Duplicated PCR was performed in order to investigate the reproducibility of our method. A hundred percent identical sequences were observed from duplicated PCRs (data not shown).

Statistical analysis

Multiple sequence alignments of the partial LCR, E6 and E7 ORFs and distance matrix bootstrap analyses were performed using Clustal-X program [19], the phylogenetic tree of HPV-31 variants was displayed using Tree View X [20]. Numbers on the nodes indicated the bootstrap values (1000 replicates) of branches. 95%CI of HPV-31 prevalence was calculated based on Poisson distribution.

Results

Among the 2703 specimens, 14 (0.52%, 95%CI: 0.28%–0.87%) were HPV-31 positive (Table 1). Analysis of HPV-31 variant lineage distribution (N = 14) showed that, in China, A variants were the most commonly detected (64.3%), followed by C variants (35.7%), and no B variant was found (0%).

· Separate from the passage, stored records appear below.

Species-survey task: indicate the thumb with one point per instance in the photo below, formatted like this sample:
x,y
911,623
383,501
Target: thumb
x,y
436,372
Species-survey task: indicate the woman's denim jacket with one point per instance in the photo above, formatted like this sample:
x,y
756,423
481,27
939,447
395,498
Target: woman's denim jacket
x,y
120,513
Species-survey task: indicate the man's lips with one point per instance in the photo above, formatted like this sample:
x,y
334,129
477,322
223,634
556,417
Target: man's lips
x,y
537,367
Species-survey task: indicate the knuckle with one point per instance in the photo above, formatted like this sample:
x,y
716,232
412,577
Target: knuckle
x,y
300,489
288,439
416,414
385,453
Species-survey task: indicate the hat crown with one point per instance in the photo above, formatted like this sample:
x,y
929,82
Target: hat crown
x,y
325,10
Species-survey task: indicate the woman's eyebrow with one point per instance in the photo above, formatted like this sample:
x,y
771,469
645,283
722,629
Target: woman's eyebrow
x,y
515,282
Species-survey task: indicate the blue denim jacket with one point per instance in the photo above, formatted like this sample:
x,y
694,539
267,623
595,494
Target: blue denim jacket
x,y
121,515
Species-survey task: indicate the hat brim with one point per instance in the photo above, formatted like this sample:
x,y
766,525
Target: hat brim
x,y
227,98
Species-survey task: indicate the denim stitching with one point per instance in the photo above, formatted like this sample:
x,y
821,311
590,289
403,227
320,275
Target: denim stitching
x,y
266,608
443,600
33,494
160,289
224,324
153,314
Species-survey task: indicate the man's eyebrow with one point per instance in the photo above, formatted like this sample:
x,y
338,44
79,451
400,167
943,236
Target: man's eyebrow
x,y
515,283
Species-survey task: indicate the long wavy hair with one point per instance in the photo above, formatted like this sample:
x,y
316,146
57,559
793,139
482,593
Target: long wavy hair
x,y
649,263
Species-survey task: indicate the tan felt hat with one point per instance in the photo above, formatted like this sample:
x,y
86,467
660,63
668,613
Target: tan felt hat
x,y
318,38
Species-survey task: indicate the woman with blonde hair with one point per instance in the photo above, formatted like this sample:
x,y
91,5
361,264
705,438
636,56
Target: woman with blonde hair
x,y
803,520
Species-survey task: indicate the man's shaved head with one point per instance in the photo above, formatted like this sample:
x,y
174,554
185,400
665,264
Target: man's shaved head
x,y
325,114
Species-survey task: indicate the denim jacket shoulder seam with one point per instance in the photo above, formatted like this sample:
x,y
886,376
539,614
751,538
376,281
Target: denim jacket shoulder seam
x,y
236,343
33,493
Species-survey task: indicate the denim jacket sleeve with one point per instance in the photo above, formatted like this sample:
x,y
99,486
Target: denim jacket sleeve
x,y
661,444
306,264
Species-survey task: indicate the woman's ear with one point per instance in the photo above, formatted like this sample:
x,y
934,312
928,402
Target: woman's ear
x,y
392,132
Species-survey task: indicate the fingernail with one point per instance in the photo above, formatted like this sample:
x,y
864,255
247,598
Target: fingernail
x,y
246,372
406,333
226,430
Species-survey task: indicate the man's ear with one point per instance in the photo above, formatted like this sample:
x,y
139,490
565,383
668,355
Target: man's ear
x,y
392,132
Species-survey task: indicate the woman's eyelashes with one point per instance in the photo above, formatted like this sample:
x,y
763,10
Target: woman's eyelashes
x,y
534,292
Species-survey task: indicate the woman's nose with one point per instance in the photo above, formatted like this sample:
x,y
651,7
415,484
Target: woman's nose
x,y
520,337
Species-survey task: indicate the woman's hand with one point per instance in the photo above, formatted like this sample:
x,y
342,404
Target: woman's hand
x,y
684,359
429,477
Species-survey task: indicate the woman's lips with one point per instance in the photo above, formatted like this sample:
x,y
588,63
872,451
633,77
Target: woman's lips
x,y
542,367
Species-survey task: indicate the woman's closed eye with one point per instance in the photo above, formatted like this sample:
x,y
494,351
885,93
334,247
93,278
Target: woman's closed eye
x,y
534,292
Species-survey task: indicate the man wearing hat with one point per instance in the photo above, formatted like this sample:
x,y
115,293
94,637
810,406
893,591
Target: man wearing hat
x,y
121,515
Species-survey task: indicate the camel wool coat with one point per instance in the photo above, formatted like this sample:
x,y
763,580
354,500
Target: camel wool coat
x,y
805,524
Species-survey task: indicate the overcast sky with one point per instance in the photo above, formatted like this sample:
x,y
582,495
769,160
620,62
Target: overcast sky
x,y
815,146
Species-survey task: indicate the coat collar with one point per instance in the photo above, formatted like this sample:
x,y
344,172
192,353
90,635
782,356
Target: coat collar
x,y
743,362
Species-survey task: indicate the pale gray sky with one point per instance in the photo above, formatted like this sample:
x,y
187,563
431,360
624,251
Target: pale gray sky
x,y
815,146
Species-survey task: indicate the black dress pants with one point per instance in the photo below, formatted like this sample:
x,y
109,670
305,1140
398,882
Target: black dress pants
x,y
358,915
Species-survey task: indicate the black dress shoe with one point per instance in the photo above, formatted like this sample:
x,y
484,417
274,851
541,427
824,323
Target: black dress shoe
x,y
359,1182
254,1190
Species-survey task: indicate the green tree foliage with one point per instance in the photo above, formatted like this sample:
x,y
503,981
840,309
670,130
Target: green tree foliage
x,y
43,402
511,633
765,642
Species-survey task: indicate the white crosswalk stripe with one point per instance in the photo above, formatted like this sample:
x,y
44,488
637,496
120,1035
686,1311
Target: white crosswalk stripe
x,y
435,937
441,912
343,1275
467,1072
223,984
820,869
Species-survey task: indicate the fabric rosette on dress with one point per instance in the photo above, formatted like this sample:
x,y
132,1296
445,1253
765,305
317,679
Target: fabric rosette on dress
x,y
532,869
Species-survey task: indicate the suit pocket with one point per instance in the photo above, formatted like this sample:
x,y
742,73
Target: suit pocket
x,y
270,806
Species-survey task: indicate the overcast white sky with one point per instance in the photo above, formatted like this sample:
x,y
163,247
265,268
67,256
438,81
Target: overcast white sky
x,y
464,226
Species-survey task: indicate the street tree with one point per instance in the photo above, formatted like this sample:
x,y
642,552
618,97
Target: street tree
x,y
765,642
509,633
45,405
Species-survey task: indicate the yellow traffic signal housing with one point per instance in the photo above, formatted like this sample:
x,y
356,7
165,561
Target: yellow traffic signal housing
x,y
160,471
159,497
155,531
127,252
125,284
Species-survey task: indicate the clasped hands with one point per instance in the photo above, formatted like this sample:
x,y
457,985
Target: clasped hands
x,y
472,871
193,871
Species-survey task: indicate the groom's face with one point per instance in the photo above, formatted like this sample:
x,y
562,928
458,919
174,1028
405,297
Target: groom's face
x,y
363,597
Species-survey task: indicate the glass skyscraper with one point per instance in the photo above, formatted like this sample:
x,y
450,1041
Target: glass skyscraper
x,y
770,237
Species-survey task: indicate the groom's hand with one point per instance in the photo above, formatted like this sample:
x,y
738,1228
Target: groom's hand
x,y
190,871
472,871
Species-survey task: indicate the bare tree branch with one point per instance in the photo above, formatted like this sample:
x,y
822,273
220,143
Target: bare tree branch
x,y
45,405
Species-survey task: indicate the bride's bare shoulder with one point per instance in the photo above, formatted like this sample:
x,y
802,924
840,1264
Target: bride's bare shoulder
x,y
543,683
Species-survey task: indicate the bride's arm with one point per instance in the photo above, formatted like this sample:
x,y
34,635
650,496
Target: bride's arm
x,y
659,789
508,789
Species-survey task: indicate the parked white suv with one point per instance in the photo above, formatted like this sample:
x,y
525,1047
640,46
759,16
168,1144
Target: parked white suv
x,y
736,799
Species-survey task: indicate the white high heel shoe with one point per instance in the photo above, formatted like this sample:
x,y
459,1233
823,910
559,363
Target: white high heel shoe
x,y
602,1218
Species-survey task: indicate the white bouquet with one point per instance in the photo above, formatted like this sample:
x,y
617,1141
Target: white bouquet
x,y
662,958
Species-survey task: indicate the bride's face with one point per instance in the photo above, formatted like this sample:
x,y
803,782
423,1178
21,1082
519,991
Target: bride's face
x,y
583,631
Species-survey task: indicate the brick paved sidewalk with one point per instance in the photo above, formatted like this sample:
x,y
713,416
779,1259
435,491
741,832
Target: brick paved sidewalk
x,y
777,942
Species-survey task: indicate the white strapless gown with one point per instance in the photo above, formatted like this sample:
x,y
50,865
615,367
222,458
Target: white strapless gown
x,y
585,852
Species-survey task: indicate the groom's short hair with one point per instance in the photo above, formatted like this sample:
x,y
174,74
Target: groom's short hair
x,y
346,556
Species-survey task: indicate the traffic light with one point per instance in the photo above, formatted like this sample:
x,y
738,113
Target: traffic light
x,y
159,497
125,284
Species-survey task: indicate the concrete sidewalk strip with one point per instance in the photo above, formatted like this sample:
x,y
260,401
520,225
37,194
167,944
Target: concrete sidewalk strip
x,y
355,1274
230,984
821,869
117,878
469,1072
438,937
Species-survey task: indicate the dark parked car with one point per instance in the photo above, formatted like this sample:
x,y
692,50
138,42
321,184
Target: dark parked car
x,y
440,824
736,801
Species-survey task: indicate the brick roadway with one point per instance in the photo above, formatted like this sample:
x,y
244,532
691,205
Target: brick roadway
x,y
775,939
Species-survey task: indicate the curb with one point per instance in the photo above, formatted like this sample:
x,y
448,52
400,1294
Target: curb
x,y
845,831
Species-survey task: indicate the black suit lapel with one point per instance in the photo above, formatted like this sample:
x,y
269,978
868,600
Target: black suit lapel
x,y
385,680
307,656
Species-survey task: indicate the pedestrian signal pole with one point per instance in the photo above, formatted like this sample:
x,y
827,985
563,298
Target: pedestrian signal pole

Table 1. HPV-31 detection rate by Mass Spectrometry, demographic characteristics, behavior variables and proportion of positive specimens stratified by variant lineages in women from Northern China.

Variables Specimens from Northern China
MS Detection
Specimens tested 2703
HPV-31 positive 14
HPV-31 detection rate (%) and 95%CI* 0.52(0.28–0.87)
Education level
Below junior middle school (%) 9 (64.3)
Junior middle school or above (%) 5 (35.7)
Age distribution
Median (years) 46
Interquartile Range (years) 40–56
Number of sexual partners
N< = 1 (%) 14 (100)
N>1 (%) 0
Number of pregnancies
< = 3 (%) 8 (57.1)
>3 (%) 6 (42.9)
Contraceptive usage
Yes (%) 1 (7.1)
No (%) 13 (92.9)
Cigarette smoking
Yes (%) 1 (7.1)
No (%) 13 (92.9)
Variant Lineage (N = 14)
A variants (%) 9 (64.3)
B variants (%) 0 (0.0)
C variants (%) 5 (35.7)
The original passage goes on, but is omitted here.